Jack Sim, founder, World Toilet Organization (the other WTO, as he puts it) was in Chennai [India] for an awareness drive ahead of World Toilet Day on November 19. “WTO is an advocacy group. We don’t actually build toilets; we partner with organisations across the world and share knowledge and experience,” says Sim.
He says many people have TVs and mobile phones but no toilets. “It’s about prioritising sanitation; 40% of the world has no access to proper toilets. Sanitation is about making people aware of the relationship between hygiene and health,” he says.
WTO which has over 200 partners worldwide, 42 of which are in India is one of the few organisations that focusses only on sanitation and toilets instead of water. “Everyone clubs water and sanitation, and 95% of the funds go towards water projects. But good sanitation is the first step towards clean water,” he says.
Sim started “the other WTO” in 2001 to disseminate serious facts with a sense of humour. The logo is a toilet seat shaped like a heart. “I thought the best way to break the toilet taboo was to use lots of puns.” But the name, which everyone thinks is “really bad at first” sticks in people’s minds. “That’s because every mother has told her child not to talk about the toilet. It’s not polite’. And here we are talking about the loo quite freely,” says Sim, who is often called Toilet Man.
And it’s not just about getting toilets installed. “You have to keep them clean too. So Sim has started the World Toilet College in Singapore that provides training in toilet maintenance and design. “I’m hoping we can open one in India too to train toilet cleaners like technicians.”
He believes people need to be given incentives to keep toilets clean. “For instance, for a city or a mall, tell them how many tourists or customers they’re losing because they have bad toilets. In a rural area or slum, get the community involved by making them paint the toilet, bright and colourful, so that they feel proud of it and keep it clean,” he says. “You need to create an emotional connect with the toilet. If you keep scolding people, it’s not going to work.”

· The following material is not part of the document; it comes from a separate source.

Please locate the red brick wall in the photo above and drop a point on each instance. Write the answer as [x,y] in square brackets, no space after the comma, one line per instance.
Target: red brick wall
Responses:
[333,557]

This year, for World Toilet Day, WTO is planning a Big Squat. “We’re getting people all over the world to squat together in public places and take a picture. It’s a fun way to get the message across and make people laugh,” he says. World Toilet Day, according to him, provides the legitimacy for people to talk about toilets openly. “Toilets are like sex, everyone wants to discuss it, but is waiting for someone else to break the taboo.”